After every 15 min, 2 mL of solution was taken and centrifuged. The irradiation was continued up to 180 min. Photo degradation of MB was monitored by the decrease of its absorption intensity (peak at ~665 nm) with irradiation time. To understand the free radical involvement in the MB degradation, we have performed the scavenger experiments discussed below.

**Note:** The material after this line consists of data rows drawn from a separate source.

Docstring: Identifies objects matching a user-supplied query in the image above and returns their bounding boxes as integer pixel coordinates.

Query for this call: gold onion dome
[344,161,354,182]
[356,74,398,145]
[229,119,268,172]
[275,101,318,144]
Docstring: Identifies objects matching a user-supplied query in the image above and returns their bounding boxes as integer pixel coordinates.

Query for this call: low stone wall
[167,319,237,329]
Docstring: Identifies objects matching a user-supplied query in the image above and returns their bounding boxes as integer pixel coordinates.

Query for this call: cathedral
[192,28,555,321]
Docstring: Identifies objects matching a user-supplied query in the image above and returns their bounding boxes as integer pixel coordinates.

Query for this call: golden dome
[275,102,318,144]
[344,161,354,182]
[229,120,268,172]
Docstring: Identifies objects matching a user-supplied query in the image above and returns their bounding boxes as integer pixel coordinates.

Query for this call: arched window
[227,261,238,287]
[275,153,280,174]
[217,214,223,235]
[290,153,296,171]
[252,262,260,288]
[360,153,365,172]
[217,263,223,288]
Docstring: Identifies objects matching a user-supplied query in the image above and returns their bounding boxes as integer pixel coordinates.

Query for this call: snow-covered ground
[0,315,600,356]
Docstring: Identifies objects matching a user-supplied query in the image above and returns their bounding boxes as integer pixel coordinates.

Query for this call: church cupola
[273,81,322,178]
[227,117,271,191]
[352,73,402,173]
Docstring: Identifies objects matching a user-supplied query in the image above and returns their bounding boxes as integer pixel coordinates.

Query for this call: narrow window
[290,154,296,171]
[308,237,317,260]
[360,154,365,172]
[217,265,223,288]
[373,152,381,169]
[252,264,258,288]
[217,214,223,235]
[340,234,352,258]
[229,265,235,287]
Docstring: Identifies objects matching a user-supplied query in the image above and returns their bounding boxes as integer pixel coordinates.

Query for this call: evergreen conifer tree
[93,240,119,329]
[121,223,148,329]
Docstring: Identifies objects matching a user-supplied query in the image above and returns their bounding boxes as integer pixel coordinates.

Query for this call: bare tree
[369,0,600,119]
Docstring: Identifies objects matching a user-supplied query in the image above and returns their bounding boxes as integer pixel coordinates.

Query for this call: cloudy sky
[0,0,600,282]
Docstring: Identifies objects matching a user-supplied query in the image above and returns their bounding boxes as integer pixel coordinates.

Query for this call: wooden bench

5.2.2.2. Hydroxyl Radical Test

In a typical experiment, a solution was prepared with 2 mM of NaOH and 5 mM of terephthalic acid (TA) in 100 mL DI water ⁸. After a few min of stirring, 6 mg catalyst was added to the solution. The irradiation time and sample collection after each step of irradiation were similar to the earlier case. After centrifugation, the solution containing the TA was taken and its PL intensity was measured. Fluorescence measurements of the sample were carried out with excitation at 312 nm using a PL spectrometer (Fluromax-4, Horiba).

5.2.2.3. Superoxide Radical Test

In this test, 10 M nitro blue tetrazolium chloride (NBT) was dissolved into 100 mL of DI water and stirred ⁹. During the stirring, 6 mg of catalyst was added and this was further stirred for 1 h. The irradiation time and sample collection after irradiation was similar to that of hydroxyl radical test. After centrifugation, the solution containing the NBT was taken and its UV-Vis absorbance was measured.

Figure 5.1: (a) Schematic illustration of the procedure for synthesis of GQD and GCN and in-situ deposition of Au NPs on nanosystem of GQD-GCN by citrate reduction method. (b) Schematic of

PC degradation measurements of MB.

The details of the sample preparation and PC experiments are schematically shown in Fig. 5.1. Fig. 5.1(a) shows the steps involved in the synthesis of GQD, GCN and Au NPs decoration on GQD-GCN. Au NPs are shown with purple ball, and GQDs are shown with blue ball over the sheet of GCN. Fig. 5.1(b) shows the schematic of steps involved in the PC degradation measurements of MB.